Yuhang Zhang, Jinming Ma, Feng Wu

Published 2026-03-06
📖 5 min read🧠 Deep dive

Imagine you have a very complex, bumpy, and weirdly shaped object—like a human torso, a car door with a window cut out, or a crumpled piece of fabric. Your goal is to wipe this entire surface clean with a soft sponge.

If you were a human, you'd just look at the object, feel the bumps with your hand, and naturally figure out how to move the sponge to cover every inch without missing a spot or getting stuck in a hole.

Robots, however, are terrible at this. They usually see the world as a flat grid or a rigid box. If you ask a standard robot to wipe a curved, bumpy surface with a squishy sponge, it gets confused. The sponge stretches, the surface curves, and the robot doesn't know where it is or what it's touching.

This paper presents a clever new way to teach a robot how to be a master cleaner for these tricky jobs. Here is the breakdown of their solution, using some simple analogies:

1. The Problem: The "Flat Map" vs. The "Bumpy Ball"

Imagine trying to draw a map of the entire Earth on a flat piece of paper. You have to stretch and squish the continents to make them fit. If you try to navigate a robot using a 3D model of a bumpy surface, the math gets incredibly complicated.

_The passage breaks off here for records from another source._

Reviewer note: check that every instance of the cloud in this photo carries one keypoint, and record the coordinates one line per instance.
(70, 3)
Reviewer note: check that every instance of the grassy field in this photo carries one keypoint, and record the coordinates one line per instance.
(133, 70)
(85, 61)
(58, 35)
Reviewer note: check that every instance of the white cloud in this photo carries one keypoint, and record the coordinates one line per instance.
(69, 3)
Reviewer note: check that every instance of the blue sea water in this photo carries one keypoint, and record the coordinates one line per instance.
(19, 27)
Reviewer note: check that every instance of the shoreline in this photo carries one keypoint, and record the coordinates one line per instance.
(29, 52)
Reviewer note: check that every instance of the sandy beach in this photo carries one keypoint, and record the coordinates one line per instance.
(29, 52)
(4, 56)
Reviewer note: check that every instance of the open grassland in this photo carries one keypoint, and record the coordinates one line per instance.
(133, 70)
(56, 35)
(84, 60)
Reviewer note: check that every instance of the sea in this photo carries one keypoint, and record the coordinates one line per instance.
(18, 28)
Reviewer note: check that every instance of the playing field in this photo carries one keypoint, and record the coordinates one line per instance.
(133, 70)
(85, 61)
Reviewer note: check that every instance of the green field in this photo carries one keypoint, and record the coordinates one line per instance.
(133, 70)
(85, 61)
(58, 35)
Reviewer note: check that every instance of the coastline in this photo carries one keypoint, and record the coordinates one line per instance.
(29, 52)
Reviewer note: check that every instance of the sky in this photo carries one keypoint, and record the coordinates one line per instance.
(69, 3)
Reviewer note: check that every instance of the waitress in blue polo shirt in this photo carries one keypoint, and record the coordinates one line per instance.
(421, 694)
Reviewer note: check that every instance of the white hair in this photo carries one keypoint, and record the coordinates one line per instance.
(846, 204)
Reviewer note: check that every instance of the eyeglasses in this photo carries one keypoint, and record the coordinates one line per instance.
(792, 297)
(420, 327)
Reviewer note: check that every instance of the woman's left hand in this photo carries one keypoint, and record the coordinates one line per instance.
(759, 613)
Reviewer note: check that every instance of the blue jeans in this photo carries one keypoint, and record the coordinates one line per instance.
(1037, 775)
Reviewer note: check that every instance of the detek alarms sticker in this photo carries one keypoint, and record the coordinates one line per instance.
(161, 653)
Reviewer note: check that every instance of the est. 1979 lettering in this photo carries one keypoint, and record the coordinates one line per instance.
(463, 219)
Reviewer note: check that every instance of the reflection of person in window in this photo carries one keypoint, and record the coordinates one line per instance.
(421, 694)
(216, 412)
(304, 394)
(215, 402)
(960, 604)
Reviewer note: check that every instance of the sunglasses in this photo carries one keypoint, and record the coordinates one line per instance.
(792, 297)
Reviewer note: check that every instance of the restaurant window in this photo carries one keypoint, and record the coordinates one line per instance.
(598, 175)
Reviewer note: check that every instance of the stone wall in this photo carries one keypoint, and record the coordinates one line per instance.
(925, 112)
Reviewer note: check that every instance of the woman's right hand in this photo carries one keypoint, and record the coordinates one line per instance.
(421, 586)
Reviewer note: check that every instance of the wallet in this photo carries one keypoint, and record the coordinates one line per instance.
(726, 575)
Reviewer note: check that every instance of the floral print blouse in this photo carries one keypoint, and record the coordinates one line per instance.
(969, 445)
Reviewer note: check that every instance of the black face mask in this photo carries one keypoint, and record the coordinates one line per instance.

The robot has to calculate millions of points in 3D space to know where to move next. It's like trying to solve a puzzle while wearing thick gloves.

2. The Solution: The "Unfolding Trick" (Harmonic UV Mapping)

The authors' first big idea is to flatten the problem.

  • The Analogy: Think of a 3D object (like a basketball or a human arm) as a balloon. If you cut the balloon open and lay it flat on a table, it becomes a 2D shape.
  • The Tech: They use a mathematical trick called Harmonic UV Mapping. This takes the complex 3D surface the robot needs to clean and "unwraps" it onto a flat 2D square.
  • Why it helps: Instead of the robot trying to navigate a 3D maze, it now just has to draw a line on a flat piece of paper. It's much easier to plan a path on a flat map than on a bumpy ball.

3. The Brain: The "Smart Sponge" (Reinforcement Learning)

Once the surface is flattened, they need a brain to figure out the best path. They don't program the robot with strict rules (like "move left, then right"). Instead, they use Reinforcement Learning (RL).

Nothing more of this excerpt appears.